Brainstem gliomas (BSGs) are a cancerous glioma tumor that occur in the brainstem. Diffuse intrinsic pontine gliomas (DIPG) account for 80% of BSGs in children and 45~50% in adults. Nearly 80% of pediatric DIPGs are induced by reprogramming the histone H3 K27 methylation and gene expression. Therefore ,3 K27M mutation can be used as a qualified biomarker for diagnosis and therapy selection for DIPG patients. In addition, the detection and precise localization of brainstem glioma tissue is crucial for diagnosis, surgical planning, postoperative analysis, chemo/ radiotherapy planning in neurosurgery and radiomics research.

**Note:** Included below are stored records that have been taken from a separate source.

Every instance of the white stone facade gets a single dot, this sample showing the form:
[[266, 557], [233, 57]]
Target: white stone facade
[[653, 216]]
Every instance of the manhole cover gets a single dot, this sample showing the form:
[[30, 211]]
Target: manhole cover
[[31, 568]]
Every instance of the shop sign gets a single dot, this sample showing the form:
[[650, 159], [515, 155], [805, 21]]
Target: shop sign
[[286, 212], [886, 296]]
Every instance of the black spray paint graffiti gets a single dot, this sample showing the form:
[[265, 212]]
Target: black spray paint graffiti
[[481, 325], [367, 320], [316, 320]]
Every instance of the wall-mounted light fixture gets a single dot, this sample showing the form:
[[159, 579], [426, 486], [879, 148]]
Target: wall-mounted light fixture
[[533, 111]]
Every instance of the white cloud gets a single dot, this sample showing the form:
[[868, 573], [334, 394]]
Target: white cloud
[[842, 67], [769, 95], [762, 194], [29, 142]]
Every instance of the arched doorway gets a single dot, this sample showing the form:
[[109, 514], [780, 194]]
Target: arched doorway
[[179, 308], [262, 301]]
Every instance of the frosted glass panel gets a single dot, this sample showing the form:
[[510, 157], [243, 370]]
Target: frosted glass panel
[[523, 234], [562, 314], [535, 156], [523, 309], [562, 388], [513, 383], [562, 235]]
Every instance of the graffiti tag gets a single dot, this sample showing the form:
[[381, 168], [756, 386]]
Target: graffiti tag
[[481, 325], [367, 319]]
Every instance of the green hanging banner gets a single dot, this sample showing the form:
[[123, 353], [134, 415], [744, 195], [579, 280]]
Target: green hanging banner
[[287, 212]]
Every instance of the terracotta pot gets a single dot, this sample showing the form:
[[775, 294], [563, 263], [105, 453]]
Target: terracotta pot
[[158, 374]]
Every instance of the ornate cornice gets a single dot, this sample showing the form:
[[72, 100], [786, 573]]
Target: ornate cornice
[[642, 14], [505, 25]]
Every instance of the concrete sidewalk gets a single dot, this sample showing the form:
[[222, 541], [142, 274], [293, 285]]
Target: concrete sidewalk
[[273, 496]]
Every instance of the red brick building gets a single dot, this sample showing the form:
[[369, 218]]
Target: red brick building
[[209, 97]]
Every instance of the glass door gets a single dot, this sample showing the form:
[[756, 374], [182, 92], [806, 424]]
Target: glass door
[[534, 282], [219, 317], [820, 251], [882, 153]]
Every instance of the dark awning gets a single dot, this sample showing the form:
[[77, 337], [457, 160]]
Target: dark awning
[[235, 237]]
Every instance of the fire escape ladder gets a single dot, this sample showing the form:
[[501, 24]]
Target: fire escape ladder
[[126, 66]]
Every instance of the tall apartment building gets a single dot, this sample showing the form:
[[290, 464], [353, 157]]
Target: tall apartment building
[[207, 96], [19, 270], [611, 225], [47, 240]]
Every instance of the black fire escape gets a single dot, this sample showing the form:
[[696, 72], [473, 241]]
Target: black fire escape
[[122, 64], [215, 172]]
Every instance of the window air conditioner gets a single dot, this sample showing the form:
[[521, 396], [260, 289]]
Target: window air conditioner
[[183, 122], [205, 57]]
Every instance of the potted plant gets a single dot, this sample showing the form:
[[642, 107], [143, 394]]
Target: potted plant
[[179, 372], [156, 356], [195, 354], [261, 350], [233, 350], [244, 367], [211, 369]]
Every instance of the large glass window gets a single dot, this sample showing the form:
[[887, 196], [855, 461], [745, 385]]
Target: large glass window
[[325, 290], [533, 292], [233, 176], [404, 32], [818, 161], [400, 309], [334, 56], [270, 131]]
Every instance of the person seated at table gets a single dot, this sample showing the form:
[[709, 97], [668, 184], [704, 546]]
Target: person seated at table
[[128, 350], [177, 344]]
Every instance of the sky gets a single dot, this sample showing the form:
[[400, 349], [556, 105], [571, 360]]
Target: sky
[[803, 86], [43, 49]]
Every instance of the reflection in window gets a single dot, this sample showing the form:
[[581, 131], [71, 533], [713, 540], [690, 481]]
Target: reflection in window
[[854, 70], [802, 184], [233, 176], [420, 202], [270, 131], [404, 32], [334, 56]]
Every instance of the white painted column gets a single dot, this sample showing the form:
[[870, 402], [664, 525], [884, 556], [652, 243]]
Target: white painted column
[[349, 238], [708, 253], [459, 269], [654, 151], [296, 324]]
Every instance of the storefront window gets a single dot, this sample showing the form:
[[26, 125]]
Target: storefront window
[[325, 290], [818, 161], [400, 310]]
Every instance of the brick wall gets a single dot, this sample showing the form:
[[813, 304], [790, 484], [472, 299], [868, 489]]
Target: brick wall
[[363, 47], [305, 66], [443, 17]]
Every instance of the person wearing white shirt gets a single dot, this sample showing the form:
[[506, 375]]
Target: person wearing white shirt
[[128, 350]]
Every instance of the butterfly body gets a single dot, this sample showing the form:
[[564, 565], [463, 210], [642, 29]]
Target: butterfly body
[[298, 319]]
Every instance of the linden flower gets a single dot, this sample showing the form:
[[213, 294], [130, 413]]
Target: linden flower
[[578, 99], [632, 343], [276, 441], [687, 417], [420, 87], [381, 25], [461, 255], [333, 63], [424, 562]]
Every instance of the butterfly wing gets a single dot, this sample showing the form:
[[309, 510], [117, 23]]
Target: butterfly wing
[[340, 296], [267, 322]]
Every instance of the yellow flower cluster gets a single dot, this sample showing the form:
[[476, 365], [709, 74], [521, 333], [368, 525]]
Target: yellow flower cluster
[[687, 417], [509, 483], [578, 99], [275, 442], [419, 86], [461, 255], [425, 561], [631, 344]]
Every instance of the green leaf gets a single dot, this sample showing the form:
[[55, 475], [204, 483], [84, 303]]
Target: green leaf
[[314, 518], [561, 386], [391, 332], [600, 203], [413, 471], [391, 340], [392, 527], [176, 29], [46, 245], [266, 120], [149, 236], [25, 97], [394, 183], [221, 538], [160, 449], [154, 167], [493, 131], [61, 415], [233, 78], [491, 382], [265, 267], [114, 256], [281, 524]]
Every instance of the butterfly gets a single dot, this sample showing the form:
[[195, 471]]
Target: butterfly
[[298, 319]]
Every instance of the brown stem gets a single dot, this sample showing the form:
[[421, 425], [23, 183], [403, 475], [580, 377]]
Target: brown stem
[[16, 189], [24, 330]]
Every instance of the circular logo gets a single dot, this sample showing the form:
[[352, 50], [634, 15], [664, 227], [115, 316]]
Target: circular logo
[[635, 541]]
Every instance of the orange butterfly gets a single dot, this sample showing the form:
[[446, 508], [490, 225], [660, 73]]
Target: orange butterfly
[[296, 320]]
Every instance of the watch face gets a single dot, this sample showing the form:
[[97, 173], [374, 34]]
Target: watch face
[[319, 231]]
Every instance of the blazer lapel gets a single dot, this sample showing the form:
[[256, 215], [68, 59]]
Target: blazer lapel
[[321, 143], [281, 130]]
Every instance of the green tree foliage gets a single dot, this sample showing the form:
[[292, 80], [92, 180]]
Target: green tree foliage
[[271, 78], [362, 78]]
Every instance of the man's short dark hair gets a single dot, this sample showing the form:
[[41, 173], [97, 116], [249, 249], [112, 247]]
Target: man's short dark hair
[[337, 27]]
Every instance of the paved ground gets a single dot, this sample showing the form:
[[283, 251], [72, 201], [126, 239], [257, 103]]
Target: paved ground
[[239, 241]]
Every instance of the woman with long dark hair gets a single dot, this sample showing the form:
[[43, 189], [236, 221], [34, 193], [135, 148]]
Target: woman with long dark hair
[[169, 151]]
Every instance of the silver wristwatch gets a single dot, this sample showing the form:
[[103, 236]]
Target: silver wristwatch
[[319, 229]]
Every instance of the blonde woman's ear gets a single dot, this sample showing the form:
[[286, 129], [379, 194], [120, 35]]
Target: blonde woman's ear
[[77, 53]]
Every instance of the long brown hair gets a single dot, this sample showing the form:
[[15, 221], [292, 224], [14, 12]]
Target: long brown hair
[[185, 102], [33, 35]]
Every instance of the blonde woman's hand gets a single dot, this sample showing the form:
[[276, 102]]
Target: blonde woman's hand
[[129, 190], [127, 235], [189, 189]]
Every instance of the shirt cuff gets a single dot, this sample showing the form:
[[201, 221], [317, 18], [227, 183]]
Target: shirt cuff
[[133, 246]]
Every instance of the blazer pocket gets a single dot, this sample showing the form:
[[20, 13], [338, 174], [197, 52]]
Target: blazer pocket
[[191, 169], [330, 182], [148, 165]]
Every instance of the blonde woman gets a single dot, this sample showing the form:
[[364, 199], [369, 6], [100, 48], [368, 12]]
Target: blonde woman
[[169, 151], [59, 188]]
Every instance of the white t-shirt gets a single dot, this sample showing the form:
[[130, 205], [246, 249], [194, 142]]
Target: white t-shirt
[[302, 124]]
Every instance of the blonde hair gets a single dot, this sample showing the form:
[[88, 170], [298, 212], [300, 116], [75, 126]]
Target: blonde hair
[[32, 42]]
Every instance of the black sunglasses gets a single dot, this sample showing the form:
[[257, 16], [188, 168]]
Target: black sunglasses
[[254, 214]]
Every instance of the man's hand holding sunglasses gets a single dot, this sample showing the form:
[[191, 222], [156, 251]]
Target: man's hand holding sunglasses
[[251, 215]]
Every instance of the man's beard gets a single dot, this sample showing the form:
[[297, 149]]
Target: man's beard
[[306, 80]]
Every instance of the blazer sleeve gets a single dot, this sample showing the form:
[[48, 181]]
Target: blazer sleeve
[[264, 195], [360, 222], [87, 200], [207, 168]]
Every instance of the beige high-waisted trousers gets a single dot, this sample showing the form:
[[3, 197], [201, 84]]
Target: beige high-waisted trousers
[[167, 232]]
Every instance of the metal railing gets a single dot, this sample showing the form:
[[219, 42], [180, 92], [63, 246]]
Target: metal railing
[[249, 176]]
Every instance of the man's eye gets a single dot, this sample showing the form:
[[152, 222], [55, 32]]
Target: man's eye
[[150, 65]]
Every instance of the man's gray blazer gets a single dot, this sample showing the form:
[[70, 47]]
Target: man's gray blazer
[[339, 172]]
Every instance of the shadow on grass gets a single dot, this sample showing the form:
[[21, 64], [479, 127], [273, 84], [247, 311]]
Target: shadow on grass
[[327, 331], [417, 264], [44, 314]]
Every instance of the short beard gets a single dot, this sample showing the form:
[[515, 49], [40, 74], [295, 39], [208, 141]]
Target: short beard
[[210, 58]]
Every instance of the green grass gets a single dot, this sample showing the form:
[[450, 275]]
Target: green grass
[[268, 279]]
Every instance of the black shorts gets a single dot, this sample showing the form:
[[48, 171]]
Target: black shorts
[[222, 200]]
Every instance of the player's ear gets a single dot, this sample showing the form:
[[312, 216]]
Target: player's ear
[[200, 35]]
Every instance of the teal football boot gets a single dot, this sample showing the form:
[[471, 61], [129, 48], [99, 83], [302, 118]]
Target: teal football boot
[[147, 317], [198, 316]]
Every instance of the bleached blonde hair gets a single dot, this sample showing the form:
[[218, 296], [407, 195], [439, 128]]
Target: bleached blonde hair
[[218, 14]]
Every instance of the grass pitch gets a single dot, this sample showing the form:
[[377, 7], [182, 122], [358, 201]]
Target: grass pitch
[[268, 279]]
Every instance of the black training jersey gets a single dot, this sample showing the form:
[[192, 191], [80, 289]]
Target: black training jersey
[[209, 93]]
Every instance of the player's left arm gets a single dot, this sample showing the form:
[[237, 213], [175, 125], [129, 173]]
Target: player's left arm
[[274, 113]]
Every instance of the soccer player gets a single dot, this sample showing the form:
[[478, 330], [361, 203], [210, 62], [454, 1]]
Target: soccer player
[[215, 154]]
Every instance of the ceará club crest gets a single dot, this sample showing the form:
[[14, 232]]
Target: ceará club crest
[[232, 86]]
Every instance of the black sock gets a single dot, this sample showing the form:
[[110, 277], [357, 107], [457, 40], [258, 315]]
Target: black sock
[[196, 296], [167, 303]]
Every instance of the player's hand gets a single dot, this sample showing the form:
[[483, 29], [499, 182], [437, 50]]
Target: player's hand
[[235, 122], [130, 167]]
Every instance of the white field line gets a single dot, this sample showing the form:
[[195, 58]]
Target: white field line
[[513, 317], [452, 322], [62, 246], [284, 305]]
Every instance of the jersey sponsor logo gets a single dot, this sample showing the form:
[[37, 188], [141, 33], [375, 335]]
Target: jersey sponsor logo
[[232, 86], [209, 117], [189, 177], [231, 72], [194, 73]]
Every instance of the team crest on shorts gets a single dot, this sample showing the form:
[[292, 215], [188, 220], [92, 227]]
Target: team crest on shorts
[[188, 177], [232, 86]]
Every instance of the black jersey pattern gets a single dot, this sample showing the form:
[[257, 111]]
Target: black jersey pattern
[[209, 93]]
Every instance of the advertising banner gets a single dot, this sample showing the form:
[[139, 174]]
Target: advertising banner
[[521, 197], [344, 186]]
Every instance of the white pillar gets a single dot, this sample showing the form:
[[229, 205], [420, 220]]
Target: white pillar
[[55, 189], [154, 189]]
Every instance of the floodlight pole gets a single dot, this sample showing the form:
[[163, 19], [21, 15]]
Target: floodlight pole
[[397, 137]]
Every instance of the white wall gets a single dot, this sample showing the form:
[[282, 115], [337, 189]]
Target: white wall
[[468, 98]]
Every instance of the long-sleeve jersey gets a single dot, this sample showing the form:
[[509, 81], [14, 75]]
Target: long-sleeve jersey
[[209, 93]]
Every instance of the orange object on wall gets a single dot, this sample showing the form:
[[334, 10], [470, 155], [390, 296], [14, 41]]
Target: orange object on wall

We present a novel cascaded deep convolutional neural network (CNN) to address two challenging tasks, automatic segmentation of brainstem gliomas and prediction of genotype (H3 K27M) mutation status) simultaneously. Our novel segmentation task contains two feature-fusion modules: the Gaussian-pyramid multiscale input features-fusion technique and the brainstem-region feature enhancement. The aim is to resolve very difficult problems in brainstem glioma segmentation. Our prediction model combines CNN features and support-vector-machine (SVM) classifier to automatically predict genotypes without region-of-interest (ROI) labelled-MR images and is learned jointly with the segmentation task. Firstly, Gaussian-pyramid multiscale input feature fusion is added to our glioma-segmentation task to solve the problems of size variety and weak brainstem-gliomas boundaries. Secondly, the two feature-fusion modules provide both local and global contexts to retain higher-frequency details for sharper tumor boundaries, handling the problem of the large variation of tumor shape and volume resolution. Results and Conclusion: Experiments demonstrate that our multi-task CNN method achieves not only a good tumor segmentation result with a high Dice similarity coefficient (DSC) of 77.03 %, but also a competitive genotype prediction result with an average accuracy of 94.85% upon 5-fold cross-validation.